C’est là que réside la différence entre Pessa’h et Chavouot en ce qui concerne le ‘Hamets.
Celui qui est toujours encombré de penchants et d’émotions négatifs manque de la
capacité à sublimer les traits du cœur les plus forts et corrompus : ceux de l’orgueil. Ainsi,
immédiatement après l’Exode, le ‘Hamets est-il banni.
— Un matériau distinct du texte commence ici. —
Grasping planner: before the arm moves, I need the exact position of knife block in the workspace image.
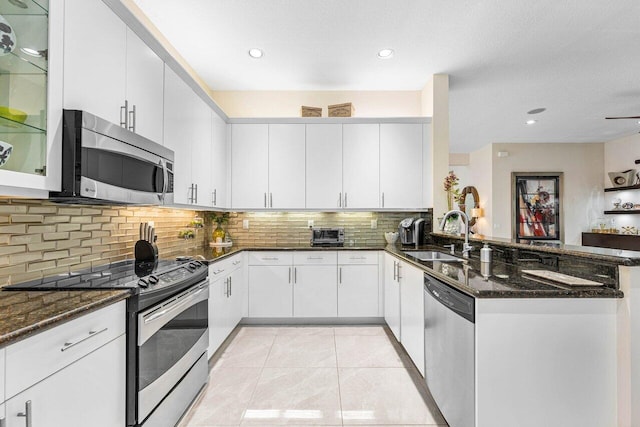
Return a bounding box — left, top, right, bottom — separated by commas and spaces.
134, 240, 158, 262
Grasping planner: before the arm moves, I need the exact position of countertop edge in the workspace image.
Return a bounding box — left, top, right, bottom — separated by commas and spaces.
0, 290, 131, 348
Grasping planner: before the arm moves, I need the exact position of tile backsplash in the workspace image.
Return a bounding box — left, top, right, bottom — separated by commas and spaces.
0, 199, 205, 287
212, 212, 432, 247
0, 199, 431, 287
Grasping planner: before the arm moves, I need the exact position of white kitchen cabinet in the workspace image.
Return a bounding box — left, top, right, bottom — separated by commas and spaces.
6, 335, 125, 427
305, 123, 343, 210
231, 124, 269, 209
384, 253, 401, 341
185, 92, 213, 207
342, 123, 380, 209
380, 123, 426, 209
3, 301, 126, 427
397, 261, 424, 376
124, 28, 164, 144
63, 0, 163, 143
293, 251, 338, 317
207, 254, 247, 358
210, 111, 229, 208
338, 251, 379, 317
164, 66, 212, 207
267, 124, 305, 209
63, 0, 127, 124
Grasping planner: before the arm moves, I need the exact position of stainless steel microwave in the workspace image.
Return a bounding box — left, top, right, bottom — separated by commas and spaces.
311, 227, 344, 246
50, 110, 174, 205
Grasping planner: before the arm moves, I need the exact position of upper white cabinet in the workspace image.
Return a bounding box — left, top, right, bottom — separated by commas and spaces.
342, 123, 380, 209
306, 123, 342, 210
63, 0, 163, 143
380, 123, 430, 209
231, 124, 269, 209
211, 111, 229, 208
268, 124, 305, 209
164, 66, 213, 207
125, 28, 164, 144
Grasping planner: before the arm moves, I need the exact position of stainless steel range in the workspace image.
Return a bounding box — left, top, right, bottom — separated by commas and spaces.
5, 261, 209, 427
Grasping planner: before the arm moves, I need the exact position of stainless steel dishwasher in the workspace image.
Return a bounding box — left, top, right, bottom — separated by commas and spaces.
424, 274, 475, 427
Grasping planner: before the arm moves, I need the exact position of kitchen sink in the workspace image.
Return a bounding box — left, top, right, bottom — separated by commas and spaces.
404, 251, 464, 262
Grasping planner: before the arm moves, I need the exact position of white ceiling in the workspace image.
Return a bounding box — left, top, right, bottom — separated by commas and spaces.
134, 0, 640, 152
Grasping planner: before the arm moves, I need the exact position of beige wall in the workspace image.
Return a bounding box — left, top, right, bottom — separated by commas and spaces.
211, 91, 422, 117
471, 143, 604, 245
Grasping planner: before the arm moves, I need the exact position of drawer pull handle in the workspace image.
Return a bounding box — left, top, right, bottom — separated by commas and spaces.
60, 328, 109, 351
16, 400, 32, 427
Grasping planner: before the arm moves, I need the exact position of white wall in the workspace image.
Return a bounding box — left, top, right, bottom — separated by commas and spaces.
470, 143, 604, 245
602, 134, 640, 234
211, 91, 422, 117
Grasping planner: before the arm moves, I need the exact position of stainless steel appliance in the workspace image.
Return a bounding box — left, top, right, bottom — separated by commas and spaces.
424, 274, 475, 427
311, 227, 344, 246
398, 218, 424, 246
50, 110, 174, 205
5, 261, 209, 427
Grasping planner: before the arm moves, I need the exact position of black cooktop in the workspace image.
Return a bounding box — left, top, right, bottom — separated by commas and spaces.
4, 260, 207, 294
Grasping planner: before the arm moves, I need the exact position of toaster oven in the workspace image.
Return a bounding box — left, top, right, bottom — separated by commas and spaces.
311, 227, 344, 246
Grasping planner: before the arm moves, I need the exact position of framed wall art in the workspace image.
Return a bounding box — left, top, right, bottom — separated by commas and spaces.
511, 172, 564, 240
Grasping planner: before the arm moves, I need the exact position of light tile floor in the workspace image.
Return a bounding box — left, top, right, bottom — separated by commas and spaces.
181, 326, 447, 427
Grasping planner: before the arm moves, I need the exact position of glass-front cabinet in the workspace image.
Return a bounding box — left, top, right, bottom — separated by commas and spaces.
0, 0, 49, 177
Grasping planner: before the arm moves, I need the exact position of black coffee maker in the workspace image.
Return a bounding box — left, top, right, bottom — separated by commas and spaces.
398, 218, 424, 246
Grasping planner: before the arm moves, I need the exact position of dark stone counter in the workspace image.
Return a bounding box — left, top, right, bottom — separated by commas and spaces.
0, 290, 130, 347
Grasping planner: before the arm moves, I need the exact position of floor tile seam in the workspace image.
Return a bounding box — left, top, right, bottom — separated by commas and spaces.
239, 335, 276, 426
333, 334, 344, 427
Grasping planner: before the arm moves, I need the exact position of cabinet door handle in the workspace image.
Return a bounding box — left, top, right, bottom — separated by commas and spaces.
120, 99, 129, 129
60, 328, 109, 351
16, 400, 32, 427
128, 104, 136, 132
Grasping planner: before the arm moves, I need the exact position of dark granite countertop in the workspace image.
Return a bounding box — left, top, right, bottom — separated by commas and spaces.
431, 232, 640, 266
179, 245, 623, 298
0, 290, 130, 347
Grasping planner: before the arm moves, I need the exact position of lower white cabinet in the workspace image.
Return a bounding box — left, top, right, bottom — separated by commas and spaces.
207, 254, 247, 358
293, 251, 338, 317
397, 261, 424, 376
6, 335, 125, 427
0, 301, 126, 427
249, 251, 381, 318
338, 251, 379, 317
384, 253, 401, 341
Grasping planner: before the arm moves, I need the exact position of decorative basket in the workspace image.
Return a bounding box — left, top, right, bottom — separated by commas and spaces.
300, 105, 322, 117
329, 102, 356, 117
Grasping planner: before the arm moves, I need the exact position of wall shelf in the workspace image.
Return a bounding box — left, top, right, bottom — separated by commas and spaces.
604, 209, 640, 215
604, 184, 640, 193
Ce n’est qu’en atteignant le parfait
raffinement des quarante-neuf composantes du cœur, à Chavouot, que l’offrande du levain
à D.ieu devient une Mitsva.

A ce niveau, l’orgueil n’est plus le ‘Hamets de la personnalité de Pessa’h qui “ gonfle le moi
”, mais la fierté altruiste de celui qui a débarrassé son cœur de tous les vestiges de son
égocentrisme et l’a exclusivement dédié au service de son Créateur. C’est une fierté non
pour ce à quoi l’on est parvenu, mais l’_expression de la majesté de Celui que l’on sert et
dont la réalité habite chacune des pensées, des paroles et des actes.